En effet, Buhloone Mindstate contient non seulement son lots de standards ‘De La’, mais c’est aussi l’album le plus jazzy et a fortiori le plus abouti musicalement de toute leur discographie. Aussi y a-t-il eu un écrémage au niveau des interludes puisqu’il n’en subsiste que trois, dont l’improbable « Long Island Wildin« , invitant des rappeurs… japonais. Retour à format plus classique, cependant leur humour décalé demeure.

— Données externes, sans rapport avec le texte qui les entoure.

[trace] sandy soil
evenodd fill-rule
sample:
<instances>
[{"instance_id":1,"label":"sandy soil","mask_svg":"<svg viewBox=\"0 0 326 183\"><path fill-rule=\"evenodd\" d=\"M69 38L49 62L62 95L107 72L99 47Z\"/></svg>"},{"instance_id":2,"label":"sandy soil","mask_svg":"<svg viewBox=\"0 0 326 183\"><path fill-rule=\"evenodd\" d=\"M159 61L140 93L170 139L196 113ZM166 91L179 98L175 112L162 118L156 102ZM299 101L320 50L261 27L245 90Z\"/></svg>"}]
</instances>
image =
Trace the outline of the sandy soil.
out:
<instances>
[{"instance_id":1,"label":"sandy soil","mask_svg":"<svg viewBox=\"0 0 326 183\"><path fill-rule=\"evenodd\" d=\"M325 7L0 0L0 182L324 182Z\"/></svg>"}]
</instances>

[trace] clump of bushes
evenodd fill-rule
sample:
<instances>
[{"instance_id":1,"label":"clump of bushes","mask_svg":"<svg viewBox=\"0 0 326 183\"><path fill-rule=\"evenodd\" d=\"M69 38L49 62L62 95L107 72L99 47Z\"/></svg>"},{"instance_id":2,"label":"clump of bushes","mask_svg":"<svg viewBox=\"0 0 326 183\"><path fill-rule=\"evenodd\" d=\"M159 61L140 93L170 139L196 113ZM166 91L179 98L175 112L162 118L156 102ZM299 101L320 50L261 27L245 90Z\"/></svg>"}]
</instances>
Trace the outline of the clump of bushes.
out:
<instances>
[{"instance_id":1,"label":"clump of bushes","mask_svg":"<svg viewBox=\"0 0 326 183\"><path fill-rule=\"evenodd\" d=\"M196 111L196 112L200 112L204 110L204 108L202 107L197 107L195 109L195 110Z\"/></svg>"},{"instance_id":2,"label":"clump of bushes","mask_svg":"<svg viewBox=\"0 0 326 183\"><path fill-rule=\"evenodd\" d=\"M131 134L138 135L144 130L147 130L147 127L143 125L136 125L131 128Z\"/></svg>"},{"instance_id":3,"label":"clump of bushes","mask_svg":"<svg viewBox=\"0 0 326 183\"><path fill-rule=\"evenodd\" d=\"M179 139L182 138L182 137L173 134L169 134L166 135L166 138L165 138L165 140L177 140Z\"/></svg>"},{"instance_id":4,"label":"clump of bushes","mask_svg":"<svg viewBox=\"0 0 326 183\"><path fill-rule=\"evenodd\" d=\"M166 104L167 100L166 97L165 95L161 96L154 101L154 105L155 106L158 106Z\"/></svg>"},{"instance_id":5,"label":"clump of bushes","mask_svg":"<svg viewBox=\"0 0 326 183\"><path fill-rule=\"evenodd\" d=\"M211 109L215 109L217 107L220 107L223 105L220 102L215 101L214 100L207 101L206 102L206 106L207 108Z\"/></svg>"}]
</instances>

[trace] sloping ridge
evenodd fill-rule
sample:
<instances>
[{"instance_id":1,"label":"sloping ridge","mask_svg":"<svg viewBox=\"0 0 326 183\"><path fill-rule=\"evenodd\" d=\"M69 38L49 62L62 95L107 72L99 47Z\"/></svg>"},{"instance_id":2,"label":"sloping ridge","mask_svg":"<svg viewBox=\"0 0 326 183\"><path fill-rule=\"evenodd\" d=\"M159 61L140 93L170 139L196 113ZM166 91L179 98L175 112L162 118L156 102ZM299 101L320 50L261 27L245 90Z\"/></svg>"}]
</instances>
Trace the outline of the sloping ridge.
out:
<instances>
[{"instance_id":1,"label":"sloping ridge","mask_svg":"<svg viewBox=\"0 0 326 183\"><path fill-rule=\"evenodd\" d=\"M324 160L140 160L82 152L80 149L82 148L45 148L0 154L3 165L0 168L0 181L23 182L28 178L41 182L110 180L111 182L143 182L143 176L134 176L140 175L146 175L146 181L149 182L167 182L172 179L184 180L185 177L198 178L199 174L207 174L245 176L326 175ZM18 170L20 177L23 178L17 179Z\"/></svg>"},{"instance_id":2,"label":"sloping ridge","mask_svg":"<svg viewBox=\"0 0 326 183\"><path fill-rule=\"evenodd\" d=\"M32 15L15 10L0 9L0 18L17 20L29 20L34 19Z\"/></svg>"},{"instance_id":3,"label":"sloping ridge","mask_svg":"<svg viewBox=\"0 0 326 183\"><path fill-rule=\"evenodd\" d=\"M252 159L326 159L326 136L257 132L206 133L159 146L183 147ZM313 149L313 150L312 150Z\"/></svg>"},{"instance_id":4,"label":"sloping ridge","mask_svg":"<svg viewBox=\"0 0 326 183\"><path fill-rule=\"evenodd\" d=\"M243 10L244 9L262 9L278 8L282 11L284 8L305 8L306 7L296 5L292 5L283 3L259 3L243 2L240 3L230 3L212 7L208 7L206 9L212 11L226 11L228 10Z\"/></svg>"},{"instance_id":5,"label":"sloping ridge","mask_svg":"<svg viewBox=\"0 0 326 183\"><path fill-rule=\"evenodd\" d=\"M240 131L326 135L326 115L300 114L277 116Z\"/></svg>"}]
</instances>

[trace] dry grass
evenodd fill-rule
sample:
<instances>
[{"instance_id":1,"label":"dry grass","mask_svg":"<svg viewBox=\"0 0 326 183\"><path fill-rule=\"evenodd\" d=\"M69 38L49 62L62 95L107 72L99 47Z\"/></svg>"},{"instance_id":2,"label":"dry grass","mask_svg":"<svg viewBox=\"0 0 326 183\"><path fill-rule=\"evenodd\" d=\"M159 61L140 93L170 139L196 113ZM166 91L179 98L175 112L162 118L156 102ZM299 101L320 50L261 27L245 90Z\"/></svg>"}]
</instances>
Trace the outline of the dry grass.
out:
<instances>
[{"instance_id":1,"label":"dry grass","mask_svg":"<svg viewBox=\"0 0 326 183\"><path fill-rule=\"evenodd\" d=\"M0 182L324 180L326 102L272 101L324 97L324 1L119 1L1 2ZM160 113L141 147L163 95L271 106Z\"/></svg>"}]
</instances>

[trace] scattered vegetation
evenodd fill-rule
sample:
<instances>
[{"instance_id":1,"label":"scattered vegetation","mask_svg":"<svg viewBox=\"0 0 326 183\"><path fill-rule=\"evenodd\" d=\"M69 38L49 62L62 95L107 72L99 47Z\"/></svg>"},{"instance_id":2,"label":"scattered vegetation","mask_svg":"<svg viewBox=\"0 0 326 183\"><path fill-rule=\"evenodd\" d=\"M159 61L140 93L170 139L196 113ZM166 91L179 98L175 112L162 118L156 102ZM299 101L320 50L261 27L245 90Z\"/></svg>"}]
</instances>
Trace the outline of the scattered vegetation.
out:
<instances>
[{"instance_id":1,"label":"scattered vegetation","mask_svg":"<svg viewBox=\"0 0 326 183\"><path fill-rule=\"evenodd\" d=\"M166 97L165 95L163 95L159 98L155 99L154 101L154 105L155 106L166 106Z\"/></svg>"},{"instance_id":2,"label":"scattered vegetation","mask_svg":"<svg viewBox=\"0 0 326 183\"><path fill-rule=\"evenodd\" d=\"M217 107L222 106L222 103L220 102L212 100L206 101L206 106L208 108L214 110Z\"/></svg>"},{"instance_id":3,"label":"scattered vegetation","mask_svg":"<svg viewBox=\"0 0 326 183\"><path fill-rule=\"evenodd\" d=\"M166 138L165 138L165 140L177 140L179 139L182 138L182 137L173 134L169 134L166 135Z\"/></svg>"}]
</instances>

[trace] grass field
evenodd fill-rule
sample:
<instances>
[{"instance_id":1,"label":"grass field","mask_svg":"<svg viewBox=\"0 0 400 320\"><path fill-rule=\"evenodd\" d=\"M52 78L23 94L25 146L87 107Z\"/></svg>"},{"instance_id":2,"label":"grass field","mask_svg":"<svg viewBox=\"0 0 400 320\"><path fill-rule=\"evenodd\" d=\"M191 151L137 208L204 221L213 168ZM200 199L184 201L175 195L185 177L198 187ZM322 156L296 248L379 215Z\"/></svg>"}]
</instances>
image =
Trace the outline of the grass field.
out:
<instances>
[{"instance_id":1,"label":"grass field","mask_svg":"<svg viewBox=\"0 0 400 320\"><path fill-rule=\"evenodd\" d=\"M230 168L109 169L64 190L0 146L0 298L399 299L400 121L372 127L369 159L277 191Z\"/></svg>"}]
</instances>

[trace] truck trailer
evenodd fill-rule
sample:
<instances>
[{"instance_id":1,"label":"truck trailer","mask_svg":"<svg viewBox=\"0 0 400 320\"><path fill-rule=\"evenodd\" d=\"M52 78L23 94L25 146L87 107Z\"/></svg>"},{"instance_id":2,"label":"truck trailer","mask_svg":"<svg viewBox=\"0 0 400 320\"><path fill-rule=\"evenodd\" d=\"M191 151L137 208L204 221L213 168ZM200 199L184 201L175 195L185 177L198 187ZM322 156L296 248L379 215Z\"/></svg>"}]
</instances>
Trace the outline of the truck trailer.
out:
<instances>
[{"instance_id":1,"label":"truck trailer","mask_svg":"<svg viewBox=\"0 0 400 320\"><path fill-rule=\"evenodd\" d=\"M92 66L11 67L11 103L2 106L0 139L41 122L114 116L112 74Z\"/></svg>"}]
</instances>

Mais revenons-en à cette association magique hip-hop/jazz, tel un enfant turbulent main dans la main avec son grand-père érudit. La période était propice, avec l’arrivée de Pete Rock & CL Smooth et Gangstarr. Les saxophones ont fini par devenir un gimmick du rap new-yorkais. Puisqu’on parle du loup, Guru apparaît en mode Jazzmatazz sur l’immense « Patti Dooke » qui convie sur cet incroyable instrumental et son sample de flûte des grands noms du cuivre comme Maceo Parker, Pee Wee Ellis et Fred Wesley. Rien que ça. Maceo Parker reste ensuite sur les cinq minutes du prestigieux instrumental « I Be Blowin«  bâti autour d’un sample de Lou Rawls. Puis les trois jazzmen reviennent pour « I Am I Be » de Posdnuos, qui démarre son texte par « I be the new generation of slaves / Here to make papes to buy a record exec rakes ».

Pos est ici éblouissant de maturité, et comme il le dit sur « In The Woods« , « Fuck bein’ hard, Posdnuos is complicated« . C’est d’ailleurs lui qui lance cette rime « something like a phenomenon » sur « Ego Trippin’ Part 2« , qui sera reprise plus tard par LL Cool J, autre titre phare des De La Soul. Encore une preuve de leur avance, les De La ont écrit un morceau de rap sur les codes postaux US (« Area« ) bien avant Ludacris. Pour « Breakadawn« , Prince Paul a samplé « I Can’t Help It«  de Michael Jackson, composé par Stevie Wonder. Peut-être l’un des tous premiers samples de MJ « adulte » utilisé dans le rap. Ce qui n’a pas empêché un petit impair en reprenant pour le beat de « 3 Days Later » celui de « Jazz (We’ve Got)«  des Tribe (qui a été volé à Pete Rock selon la légende des petites affaires de beat jacking).

Buhloone Mindstate convie d’autres invités de marque, notamment les Black Sheep (auteurs du classique « A Wolf In Sheep’s Clothing« ) et le monument(al) Biz Markie sur « Stone Age » qui nous raccompagne à la préhistoire du rap avec du beatbox. Histoire sans doute de marquer la fin d’une période après le D.A.I.S.Y. Age, cette Golden Era est marquée par la fin de leur collaboration avec Prince Paul après quatre années de bons et loyaux services, et le plus bel album qu’il ait conçu.